Anna lächelte milde und wischte mit dem Daumen über meine Wange. »Ich sage das nicht, damit du dich schlecht fühlst, ich sage es, um dich großzumachen. Du musst dein Wesen erkennen, das da drinsteckt.« Sie zeigte auf meine Brust. »Deine Seele ist stärker, als du es dir je erträumen kannst. Ihre Kraft wird dich am Leben halten, sie wird dich durch jede Finsternis tragen, dich zu Gipfeln führen, die du nur erahnst. Lass dich von ihr leiten. Und nimm Jaydee mit.«
Ich blickte wieder in meine Teetasse. Mein Gesicht spiegelte sich darin, verzerrt und verschwommen, genauso wie ich mich fühlte. »Wie mache ich das?«
»Indem du dir selbst vertraust und nicht der Angst nachgibst. Außerdem bist du nicht alleine, du hast uns.«
Das stimmte. Die Seelenwächter waren die stärkste Rückendeckung, die ich mir erträumen konnte. Sie trugen die Last von Jahrtausenden auf ihren Schultern. Sie hatten Kriege erlebt, Leiden gesehen, sie hatten gekämpft, gesiegt und verloren. Ich war nur ein kleines Leuchten in ihrer Welt. »Hilfst du mir dabei?«
»Immer.«
Ich atmete tief durch und nickte. Annas Worte sanken in mein Herz und breiteten sich dort aus, wie der warme Tee in meinem Magen. Ich trank die Tasse aus und deutete darauf. »Könnte ich noch einen haben?«
»Gerne.« Sie erhob sich und lief zur Kanne, die auf dem Tisch stand, als es draußen plötzlich knallte. Anna hielt inne, horchte. »Will ist zurück.« Ein leichtes Lächeln erhellte ihre Züge, als hätte sie seit Tagen auf ihn gewartet und seiner Rückkehr entgegengefiebert.

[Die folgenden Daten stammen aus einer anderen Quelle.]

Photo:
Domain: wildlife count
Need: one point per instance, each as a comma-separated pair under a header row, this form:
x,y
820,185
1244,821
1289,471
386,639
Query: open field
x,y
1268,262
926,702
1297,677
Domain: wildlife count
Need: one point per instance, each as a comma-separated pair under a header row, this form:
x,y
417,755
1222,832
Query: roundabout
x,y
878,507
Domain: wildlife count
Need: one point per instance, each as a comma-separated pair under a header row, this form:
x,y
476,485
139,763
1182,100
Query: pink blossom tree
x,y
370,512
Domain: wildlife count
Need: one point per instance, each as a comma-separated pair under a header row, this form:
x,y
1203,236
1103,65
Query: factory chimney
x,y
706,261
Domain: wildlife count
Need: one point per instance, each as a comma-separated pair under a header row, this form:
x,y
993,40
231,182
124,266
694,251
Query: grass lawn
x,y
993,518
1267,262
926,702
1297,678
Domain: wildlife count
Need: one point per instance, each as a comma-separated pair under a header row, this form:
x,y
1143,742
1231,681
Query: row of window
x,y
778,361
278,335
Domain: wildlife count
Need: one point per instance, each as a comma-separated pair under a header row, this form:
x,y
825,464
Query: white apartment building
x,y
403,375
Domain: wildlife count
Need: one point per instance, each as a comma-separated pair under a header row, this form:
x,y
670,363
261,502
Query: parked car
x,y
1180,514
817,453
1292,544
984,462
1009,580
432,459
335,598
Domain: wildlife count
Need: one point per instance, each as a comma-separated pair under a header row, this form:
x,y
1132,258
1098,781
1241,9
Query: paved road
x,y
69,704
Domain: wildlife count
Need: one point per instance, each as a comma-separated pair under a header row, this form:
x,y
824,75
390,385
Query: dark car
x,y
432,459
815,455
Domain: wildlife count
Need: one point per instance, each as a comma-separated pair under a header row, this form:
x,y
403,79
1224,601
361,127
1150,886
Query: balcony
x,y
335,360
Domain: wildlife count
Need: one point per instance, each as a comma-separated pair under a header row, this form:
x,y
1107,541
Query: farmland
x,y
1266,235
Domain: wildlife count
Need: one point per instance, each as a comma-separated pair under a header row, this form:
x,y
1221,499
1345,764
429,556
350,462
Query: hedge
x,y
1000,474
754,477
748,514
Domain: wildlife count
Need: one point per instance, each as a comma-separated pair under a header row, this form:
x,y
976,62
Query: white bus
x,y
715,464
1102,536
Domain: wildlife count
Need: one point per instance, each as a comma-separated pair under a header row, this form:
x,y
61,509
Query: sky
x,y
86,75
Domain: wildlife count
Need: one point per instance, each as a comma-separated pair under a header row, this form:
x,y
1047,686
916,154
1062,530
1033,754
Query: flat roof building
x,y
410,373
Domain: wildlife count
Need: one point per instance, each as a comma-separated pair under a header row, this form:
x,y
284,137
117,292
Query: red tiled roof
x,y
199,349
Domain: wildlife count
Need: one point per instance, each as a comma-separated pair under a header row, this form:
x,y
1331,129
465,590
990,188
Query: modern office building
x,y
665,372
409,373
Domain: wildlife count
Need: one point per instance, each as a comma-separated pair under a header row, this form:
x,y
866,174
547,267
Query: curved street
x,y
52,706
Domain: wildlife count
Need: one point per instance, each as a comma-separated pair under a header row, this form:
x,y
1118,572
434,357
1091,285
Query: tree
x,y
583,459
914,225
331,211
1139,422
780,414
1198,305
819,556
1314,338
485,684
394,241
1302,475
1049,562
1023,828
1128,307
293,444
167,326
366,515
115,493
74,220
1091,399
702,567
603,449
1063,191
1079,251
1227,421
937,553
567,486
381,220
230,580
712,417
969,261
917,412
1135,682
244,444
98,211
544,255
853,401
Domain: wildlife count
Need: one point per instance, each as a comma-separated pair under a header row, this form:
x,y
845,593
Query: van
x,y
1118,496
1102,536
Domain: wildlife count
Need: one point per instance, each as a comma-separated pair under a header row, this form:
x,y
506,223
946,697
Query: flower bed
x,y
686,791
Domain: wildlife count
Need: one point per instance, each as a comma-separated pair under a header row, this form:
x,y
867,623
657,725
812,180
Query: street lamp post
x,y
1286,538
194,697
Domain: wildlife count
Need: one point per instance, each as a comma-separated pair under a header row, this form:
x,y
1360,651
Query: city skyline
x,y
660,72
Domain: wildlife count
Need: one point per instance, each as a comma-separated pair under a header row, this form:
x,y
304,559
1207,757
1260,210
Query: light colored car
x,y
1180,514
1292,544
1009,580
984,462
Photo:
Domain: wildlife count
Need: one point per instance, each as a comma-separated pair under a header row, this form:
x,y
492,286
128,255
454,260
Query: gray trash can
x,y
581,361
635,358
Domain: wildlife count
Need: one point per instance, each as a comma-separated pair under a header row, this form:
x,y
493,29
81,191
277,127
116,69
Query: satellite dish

»Wollen wir ihn begrüßen?«, fragte ich.
»Das liegt ganz allein bei dir.«
Ich legte eine der Decken ab, die andere behielt ich um die Schultern und stand auf. »Komm. Vielleicht hat er noch etwas Interessantes herausgefunden.«
2. Kapitel
Jaydee
»Du darfst die Nachfahrin nicht töten. Sie muss leben ...«
»Wir sind eins. Wir sind vom gleichen Blut. Lilija hat uns beide erschaffen.«
»Lass mich dir helfen.«
»Lieber sterbe ich!«
»Erst wenn Lilija freikommt, wirst du dein volles Potenzial entwickeln. Willst du für den Rest deines Lebens Sklave deiner selbst sein?«
»Das muss aufhören. Irgendwie.«
Irgendwie. Irgendwie. Irgendwie!
Mein Körper war erfüllt vom Fieber. Es brannte in mir, wütete in meinen Zellen, so wie alles in mir wütete. Der Jäger bemühte sich freizukommen. Er wehrte sich. Weiter und weiter und weiter, aber Akil behielt mich sicher im Griff, hatte meine Hände auf meinem Rücken gefesselt und ließ mir nicht einen Millimeter Spielraum. Die ganze Zeit über redete er beruhigend auf mich ein, sprach Worte, die kaum in mich drangen. Ich hatte völlig die Orientierung verloren, wusste nicht mehr, wo wir hingen, ob noch beim Ritt zwischen den Welten oder in Arizona oder in England. Womöglich steckte ich noch immer in dem Nebel fest.
»Komm, Bruder. Komm wieder zu mir.«
Ich riss die Augen auf und keuchte.
»Wir sind zu Hause«, sagte Akil und schob mich voran. Ich stolperte mehr, als dass ich ging.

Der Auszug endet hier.